This site is currently under reconstruction.
Our e-book, Pseudocolor in Pure and Applied Mathematics, has been moved here.
Our 1990 work Using SVD on the Genetic Code is here.
Please reference anything you need from this website (in genomics) as: "The Structure of the Genetic Code", Version 1, ISBN: 978-0-9849696-1-6, by Douglas C. Youvan / firstname.lastname@example.org / 620-875-0108, which includes what is being written here. This e-book includes SAGC: Search for an Alternative Genetic Code. As our computational research advances, we will archive the current contents of this website and move on to Version 2.
YOUVAN Inc. formed on 1/6/2015. The company writes software in Mathematica for special uses in genomics. Several algorithms have been developed as part of SAGC to detect DNA sequences that are translated by a genetic code with major alterations. We predict that if an alternative code exists and it preserves the hydropathy features of Complementary Proteins, then the most likely changes will involve the assignment of amino acid residues to the codon's second position A/T. In our "Universal" code, 2nd position A codes for hydrophilic residues while T codes for hydrophobic residues. This assignment could change and preserve the overall hydropathy features of the code if it changed the assignment of hydrophilic / hydrophobic residues from second position A/T to T/A, G/C, or C/G.

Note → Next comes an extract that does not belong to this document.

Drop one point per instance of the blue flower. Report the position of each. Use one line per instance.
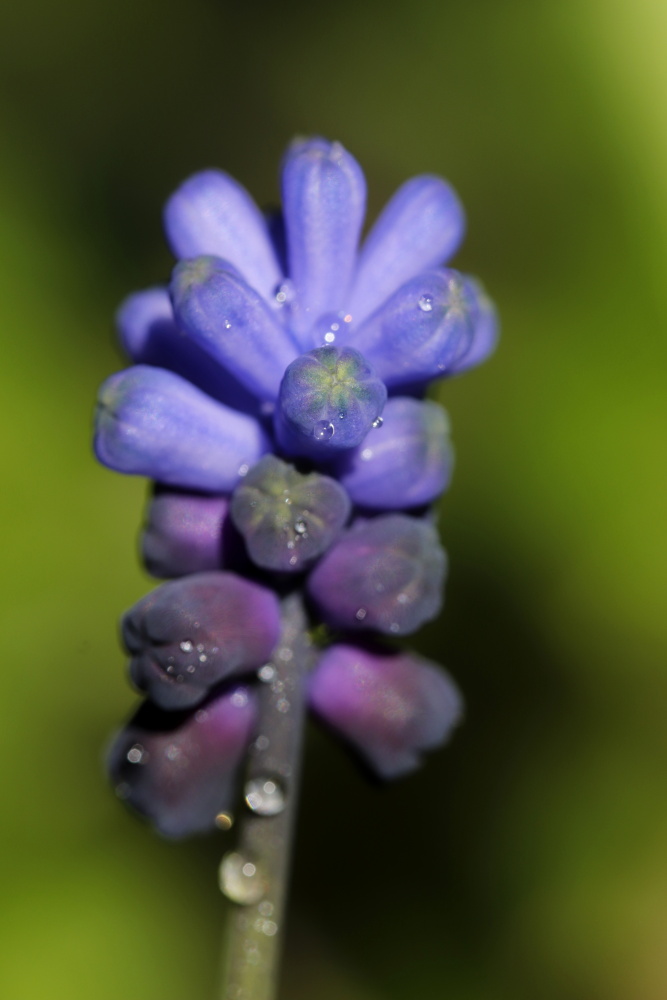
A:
(276, 399)
(235, 344)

While working on these algorithms and code, YOUVAN Inc. found a short-cut solution in linear algebra for the technique of Singular Value Decomposition (SVD). This short-cut method was dubbed "Youvan's Inverse" or YI on Wikipedia, and it was found equal to the SVD solution of a rectangular matrix if the rows of the matrix were a complete set of the elements of a Tuple. The digital representation of the genetic code happens to be a Tuple of A, C, G, T.

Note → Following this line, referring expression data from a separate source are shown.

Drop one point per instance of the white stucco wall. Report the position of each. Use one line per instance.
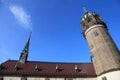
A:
(115, 75)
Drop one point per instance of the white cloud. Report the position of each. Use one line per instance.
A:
(21, 16)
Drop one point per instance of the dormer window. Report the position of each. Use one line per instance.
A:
(36, 68)
(16, 68)
(58, 69)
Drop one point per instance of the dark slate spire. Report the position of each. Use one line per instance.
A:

YOUVAN Inc. is active in building distributed computers running genomics code in Mathematica. The source code is open to our clients, and it is written in an expansive style. Thus it facilitates computation experiments in genomics at a research level in both molecular biology and mathematics.

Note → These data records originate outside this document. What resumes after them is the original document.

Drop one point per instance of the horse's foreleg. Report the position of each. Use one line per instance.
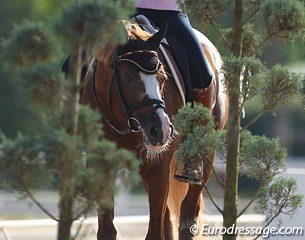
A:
(106, 229)
(157, 184)
(191, 205)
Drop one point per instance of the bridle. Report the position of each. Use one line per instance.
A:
(133, 123)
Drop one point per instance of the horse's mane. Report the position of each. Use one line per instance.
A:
(134, 31)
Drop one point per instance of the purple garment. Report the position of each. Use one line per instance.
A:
(171, 5)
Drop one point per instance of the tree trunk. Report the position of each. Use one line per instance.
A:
(233, 135)
(72, 101)
(65, 213)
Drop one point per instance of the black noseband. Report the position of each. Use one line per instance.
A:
(129, 109)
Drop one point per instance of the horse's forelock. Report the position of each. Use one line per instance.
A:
(134, 31)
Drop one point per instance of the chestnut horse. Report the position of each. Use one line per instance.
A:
(132, 88)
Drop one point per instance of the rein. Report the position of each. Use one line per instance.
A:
(133, 124)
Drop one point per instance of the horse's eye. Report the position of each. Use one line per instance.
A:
(129, 78)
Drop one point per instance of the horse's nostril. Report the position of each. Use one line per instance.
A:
(154, 132)
(171, 126)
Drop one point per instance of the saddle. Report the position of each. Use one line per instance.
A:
(206, 96)
(175, 56)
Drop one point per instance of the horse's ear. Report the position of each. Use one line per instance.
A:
(156, 39)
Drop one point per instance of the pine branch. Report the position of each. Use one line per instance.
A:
(213, 201)
(31, 196)
(218, 178)
(270, 221)
(218, 29)
(266, 39)
(251, 16)
(258, 116)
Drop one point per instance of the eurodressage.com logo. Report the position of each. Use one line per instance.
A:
(266, 232)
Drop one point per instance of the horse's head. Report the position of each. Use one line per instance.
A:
(140, 80)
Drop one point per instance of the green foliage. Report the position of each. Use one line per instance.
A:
(281, 87)
(280, 198)
(24, 163)
(249, 70)
(261, 158)
(28, 43)
(283, 18)
(204, 9)
(197, 131)
(86, 22)
(43, 85)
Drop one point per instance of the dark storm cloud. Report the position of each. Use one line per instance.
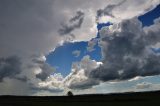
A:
(9, 67)
(128, 53)
(46, 89)
(84, 84)
(74, 23)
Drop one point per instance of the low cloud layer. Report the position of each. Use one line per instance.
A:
(30, 30)
(127, 51)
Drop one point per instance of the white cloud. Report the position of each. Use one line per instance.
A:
(29, 30)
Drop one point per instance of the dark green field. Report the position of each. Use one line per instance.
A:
(123, 99)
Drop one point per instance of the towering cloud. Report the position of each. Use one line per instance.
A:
(31, 29)
(127, 51)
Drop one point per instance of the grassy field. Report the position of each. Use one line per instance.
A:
(123, 99)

Recently, we completed a program that plots all of the hydropathy profiles from an entire bacterial genome, based on nothing more than a knowledge of the sequence of the three stop codons. The genetic code is not used. Using the 3.7M base pair sequence of Rhodobacter capsulatus, we found that approximately half of the DNA is in runs of 800 base pairs or longer with no stop codons in either strand. Because of highly efficient algorithms and the way we have virtual memory setup on PCs, this entire process required only 3 minutes. If the code changes, such oscillations could be found in a channel other than 2nd position T-A. If stop codons change, we would search all 64 codons in pairs or triplets (or more) that yield the longest and most numerous putative complementary protein pairs. This is the second of two possible SAGC techinques. The primary technique is "Subset Homology", as described in the proposal. That code has yet to be written.
All three reading frames were analyzed for the 3.7M nucleotide Rhodobacter capsulatus genome using the 2nd codon position T-A method. This video was constructed with over 12,000 images, and when it is fully loaded, it will act like an oscilloscope with waveforms moving from right to left as the waveform progresses through the genome.
This video shows 500 frames of "Tuple Images", each a 3-tuple, just like the
genetic code. In this case, we are running random tuples against
themselves and then windowing particular values of RGB. An interface such
as this could become the bases of a new type of nucleotide BLAST search which
will be needed in the search for alternative genetic codes.